Our neurologist was matter of fact about the whole thing. He went over the importance of the emergency medication and made it clear that if I don't know whether to give it or not that I should give it. He reminded us not to travel too far from medical attention and informed us that Kid would need to be on the anti-seizure medication for 2 full years. If she remains seizure free while on the medication for two years than they would wean her off of it. Most children outgrow Epilepsy in two years. He also scheduled a detailed MRI for Kid.
The MRI was hideous and terrifying. Children are put under for MRIs. Kid's MRI was the most detailed MRI, it took the tiniest slices of brain. It was 1.5 hours long. When she came out she was extremely agitated, since she was intubated (we were not allowed to be with her in this phase of recovery) so they drugged her. The gas they gave her to put her under made her very sick and she vomited all over herself. The drugs they gave her to calm her made her "out of it"... which is a lot like what she is like when she is seizing so I was pretty much having a complete panic attack until they finally wore off. The doctor told us we would get the results in the mail in a few weeks.
Two days later we got the phone call. I knew that was not good. They found a tiny imperfection in her hippocampus in the area that causes focal seizures. It is so small that it could be coincidental he told me. And yet he is calling me... I told myself. If Kid's seizures are caused by this abnormality she will not outgrow her Epilepsy, if this abnormality is merely a coincidence she still might. They don't know, we don't know, no one knows which. Epilepsy is not one thing, it is a broad term that covers many types of seizure disorders. Kid's form of Epilepsy is very unusual. Most seizures last less then 30 seconds. Kid's seizures were an hour and half and 45 minutes respectively. Kid's seizures are non-convulsive and so difficult to identify (even by trained EMTs). Kid seizures are called Status Epilepticus and are life threatening.

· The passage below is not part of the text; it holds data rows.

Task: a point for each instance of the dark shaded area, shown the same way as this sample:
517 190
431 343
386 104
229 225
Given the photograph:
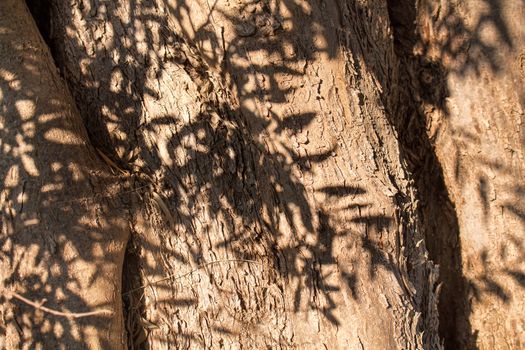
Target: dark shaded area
427 82
223 138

We wait and we watch and we listen and we worry. Every day. We lament the fact that Kid's personality is effected by her anti-seizure medication. That our once easy going, happy child is prone to tantrums and suffers from a very low frustration tolerance. I mourn that Kid and I , who once took weeks long road trips and had adventures, are for the most part grounded in Ann Arbor. I grieve and I grieve and I grieve... because honestly part of me died when I held her in my arms early in the morning Sunday July 30th and believed I had just lost my baby... forever... and that part of me is never coming back.
Today is November 14th 2008, Kid has been seizure free for one year. We continue to wait and hope that next year, today, we will be able to start weaning her from her medication. And that she will in fact have outgrown her
Epilepsy and that she will continue to grow and thrive and amaze and impress and love and flourish as she so deserves to be able to do.